Bone marrow failure is indicated by the presence of anaemia, leukopenia/neutropenia and/or thrombocytopenia.

• Anaemia is defined as a red blood cell count of below 130 g/L for men or 115 g/L for women. In acute leukaemia, due to bone marrow failure, the anaemia tends to be significant, and a transfusion is usually indicated to keep haemoglobin above 80 g/L.

• Neutropenia is defined as mild (1–1.5 × 10⁹/L), moderate (0.5–1 × 10⁹/L) or severe (below 0.5 × 10⁹/L). In the case of fever and neutropenia, prompt antibiotic treatment is critical as neutropenic sepsis can be life-threatening if left untreated.

• Thrombocytopenia: platelet transfusion is usually indicated where platelets are below 10 × 10⁹/L, platelets are below 20 × 10⁹/L in the presence of infection, or platelets are below 30 × 10⁹/L with bleeding.

Leukostasis

Leukostasis is a medical emergency, where the blast cell count is extremely elevated, often >100 × 10⁹/L, with microvasculature blockage causing reduced tissue perfusion. Urgent treatment with leukapheresis is needed to lower the white cell count. Signs and symptoms of leukostasis include shortness of breath and hypoxia, and neurological impairment such as visual disturbance, headache, dizziness, confusion and risk of intracranial haemorrhage.

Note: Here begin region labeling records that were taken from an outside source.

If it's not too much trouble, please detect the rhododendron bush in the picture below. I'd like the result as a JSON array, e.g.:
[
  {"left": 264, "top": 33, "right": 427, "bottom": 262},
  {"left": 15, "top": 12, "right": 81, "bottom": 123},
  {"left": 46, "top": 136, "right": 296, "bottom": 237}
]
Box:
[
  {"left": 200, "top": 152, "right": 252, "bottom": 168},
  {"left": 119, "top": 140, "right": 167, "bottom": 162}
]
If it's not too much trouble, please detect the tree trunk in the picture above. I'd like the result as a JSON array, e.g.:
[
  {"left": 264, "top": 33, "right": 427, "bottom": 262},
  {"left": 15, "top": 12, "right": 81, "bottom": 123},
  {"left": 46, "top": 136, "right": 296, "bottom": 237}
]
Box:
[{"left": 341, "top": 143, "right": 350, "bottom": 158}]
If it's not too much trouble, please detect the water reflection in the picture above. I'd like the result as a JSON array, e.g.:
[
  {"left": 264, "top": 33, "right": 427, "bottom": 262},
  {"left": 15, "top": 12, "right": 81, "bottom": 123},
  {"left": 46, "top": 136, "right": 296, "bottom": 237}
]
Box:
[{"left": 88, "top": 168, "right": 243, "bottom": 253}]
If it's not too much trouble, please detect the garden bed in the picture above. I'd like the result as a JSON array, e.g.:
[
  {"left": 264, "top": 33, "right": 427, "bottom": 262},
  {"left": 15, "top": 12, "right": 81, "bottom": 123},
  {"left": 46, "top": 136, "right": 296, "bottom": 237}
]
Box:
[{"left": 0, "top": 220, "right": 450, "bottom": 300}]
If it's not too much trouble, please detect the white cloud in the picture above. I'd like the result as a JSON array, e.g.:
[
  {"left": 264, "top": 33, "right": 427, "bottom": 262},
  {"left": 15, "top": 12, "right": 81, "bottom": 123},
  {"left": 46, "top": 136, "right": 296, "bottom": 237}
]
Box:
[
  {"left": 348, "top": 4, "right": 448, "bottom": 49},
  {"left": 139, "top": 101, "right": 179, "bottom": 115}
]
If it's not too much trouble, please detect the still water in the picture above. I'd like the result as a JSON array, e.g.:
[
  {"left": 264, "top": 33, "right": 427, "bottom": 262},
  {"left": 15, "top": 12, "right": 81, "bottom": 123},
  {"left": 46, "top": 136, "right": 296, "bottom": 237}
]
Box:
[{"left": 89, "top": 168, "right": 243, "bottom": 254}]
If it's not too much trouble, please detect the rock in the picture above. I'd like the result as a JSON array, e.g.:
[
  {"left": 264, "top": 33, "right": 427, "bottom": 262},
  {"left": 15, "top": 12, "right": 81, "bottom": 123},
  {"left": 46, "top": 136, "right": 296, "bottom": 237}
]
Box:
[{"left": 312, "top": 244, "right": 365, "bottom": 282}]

Disseminated intravascular coagulation

Disseminated intravascular coagulation (DIC) can occur in all types of leukaemia, but more frequently in acute promyelocytic leukaemia (APML). Laboratory findings include prolonged prothrombin time (PT) and activated partial thromboplastin time (APTT), thrombocytopenia, low fibrinogen, raised D-dimers and red cell fragments on blood film. Urgent treatment with retinoic acid and vigorous clotting factor and platelet support is essential if APML is suspected.

Tumour lysis syndrome

This is caused by rapid leukemic cell death following the onset of chemotherapy. It is characterised by hyperphosphataemia, hypocalcaemia, hyperuricaemia, hyperkalaemia and renal insufficiency.